Questa analogia è preziosa anche in un’altra direzione: nell’analisi delle cose fuori di me, nell’interpretazione di ciò che sta succedendo e nell’attribuire valore a ciò che sta succedendo. Siamo sul palco di un’enorme tragedia, ma se comprendiamo il valore della tragedia come lo stesso Aristotele ci guidava a vedere, comprendiamo che il suo profondo significato è la catarsi, la purificazione. Nel vedere proiettate sul palco le nostre emozioni, le nostre difficoltà, le nostre macchinazioni e contorsioni interiori noi abbiamo la possibilità di diventare consapevoli e fare scelte diverse.
La terra si è prestata per secoli ad essere il nostro palco, dove abbiamo sperimentato in forma fisica la rappresentazione della magnificenza e del profondo orrore di tutto lo spettro di emozioni possibili. Tutto quello che la nostra mente e il nostro corpo possono produrre in termini di pensieri e di emozioni è ora palesemente rappresentato di fronte ai nostri occhi. In una maniera cosi netta ed indelebile da non poter più essere né taciuto, né nascosto. La grandezza del nostro malessere collettivo ha generato uno scenario estremo come quello che stiamo sperimentando per permetterci di capire finalmente e fare scelte diverse.

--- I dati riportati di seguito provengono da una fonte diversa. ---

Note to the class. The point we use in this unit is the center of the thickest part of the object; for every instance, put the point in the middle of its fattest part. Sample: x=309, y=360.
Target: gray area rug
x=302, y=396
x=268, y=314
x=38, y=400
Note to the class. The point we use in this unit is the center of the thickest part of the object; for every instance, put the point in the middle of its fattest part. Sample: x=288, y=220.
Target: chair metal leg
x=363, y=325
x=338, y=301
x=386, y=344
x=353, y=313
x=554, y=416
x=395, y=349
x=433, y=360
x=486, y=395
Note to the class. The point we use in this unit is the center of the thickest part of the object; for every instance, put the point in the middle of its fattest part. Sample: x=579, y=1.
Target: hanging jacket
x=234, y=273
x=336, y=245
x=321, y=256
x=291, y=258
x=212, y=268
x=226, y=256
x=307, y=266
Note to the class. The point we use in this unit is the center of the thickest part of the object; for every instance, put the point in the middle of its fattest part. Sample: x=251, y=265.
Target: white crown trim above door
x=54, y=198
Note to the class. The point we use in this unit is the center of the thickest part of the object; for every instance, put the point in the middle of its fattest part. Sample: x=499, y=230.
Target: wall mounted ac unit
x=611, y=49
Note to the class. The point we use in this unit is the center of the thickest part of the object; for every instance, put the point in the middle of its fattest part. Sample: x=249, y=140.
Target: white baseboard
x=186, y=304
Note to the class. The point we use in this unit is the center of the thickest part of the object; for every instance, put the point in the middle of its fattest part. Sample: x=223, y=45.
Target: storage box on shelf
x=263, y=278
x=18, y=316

Siamo tornati ad un punto in cui non diamo più per scontati i nostri veri bisogni: muovere i nostri corpi all’aria aperta, incontrare gli altri, socializzare, scambiare gesti di affetto, esplorare il nostro mondo attraverso i viaggi per imparare e nutrire la nostra curiosità. I nostril figli scalpitano perché vogliono uscire, incontrare i compagni, giocare all’aria aperta, hanno addirittura voglia di andare a scuola (!).
Cosa ci racconta tutto questo? Che la nuova società di cui abbiamo desiderio e bisogno è una società a misura d’uomo, non solo più digitale e tecnologica. Dobbiamo ricominciare da noi, dal senso di condivisione e comunità, dal senso di rispetto, dalla lentezza di andare a piedi, dal piacere di giornate in cui il lavoro non diventa la sola cosa che domina le nostre giornate. La nostra voce si deve alzare ora non per schierarsi in questo gioco al massacro di polarità in cui siamo immersi, ma per gridare a voce unita quali sono i valori che abbiamo trascurato cosi a lungo e verso cui vogliamo tornare, con umiltà e desiderio di costruire qualcosa di meglio rispetto a ciò che i nostri occhi vedono ora.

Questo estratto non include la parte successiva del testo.